Por via da carreira de um dos descendentes, o casal vive hoje lautamente, com a casa de residência de família, mas por igual com uma segunda casa, situada numa zona muito conhecida de Portugal. Em todo o caso, mantêm uma aparência de vida simples, sem espaventos aparentes.
Como teria de dar-se, ambos se mostram contra Salazar e o Estado Novo, e ambos se dizem da Esquerda. Ou antes, diziam, porque conversas sobre temas políticos é coisa que desapareceu. Sempre que encontro o marido só, nunca a conversa sobre política surge do seu lado, ao contrário do que se passa comigo. E nas raras vezes em que a abordagem começou a partir do meu conhecido, ela deu-se sempre segundo esta regra: então que me diz a isto? A partir de certo momento passei a responder: e você, o que acha de tudo isto? Pois, a resposta era sempre esta: oiça, eu já não sei o que lhe diga!
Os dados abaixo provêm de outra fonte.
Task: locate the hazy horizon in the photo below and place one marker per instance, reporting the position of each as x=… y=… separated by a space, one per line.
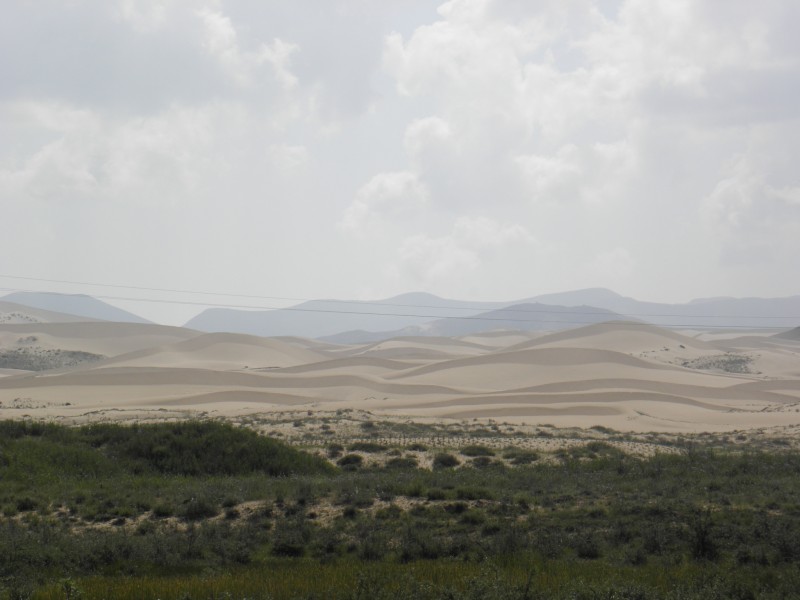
x=473 y=149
Este meu conhecido, tal como sua mulher, continuam a dizer-se da Esquerda, mas do PS, embora, naturalmente, sem filiação. Dentro do PS, porém, acham politicamente excelentes Maria de Belém, Francisco Assis, Luís Amado, etc.. Como costumo dizer, o casal é tanto do socialismo como eu sou alemão.
Obviamente que eu reconheço todo o direito de cada um defender as posições político-partidárias que entender – neste caso nada têm de ideológicas, antes típicas de quem, nunca tendo sido socialista, apenas continua marcado por uma infância cujas causas não foram as por si referidas –, mas o que aqui acho estranho é a falta de coragem de tratar as coisas com verdade, procurando manter uma fachada de coerência a toda a prova. Em todo o caso, uma coerência que todos reconhecem ser cabalmente postiça.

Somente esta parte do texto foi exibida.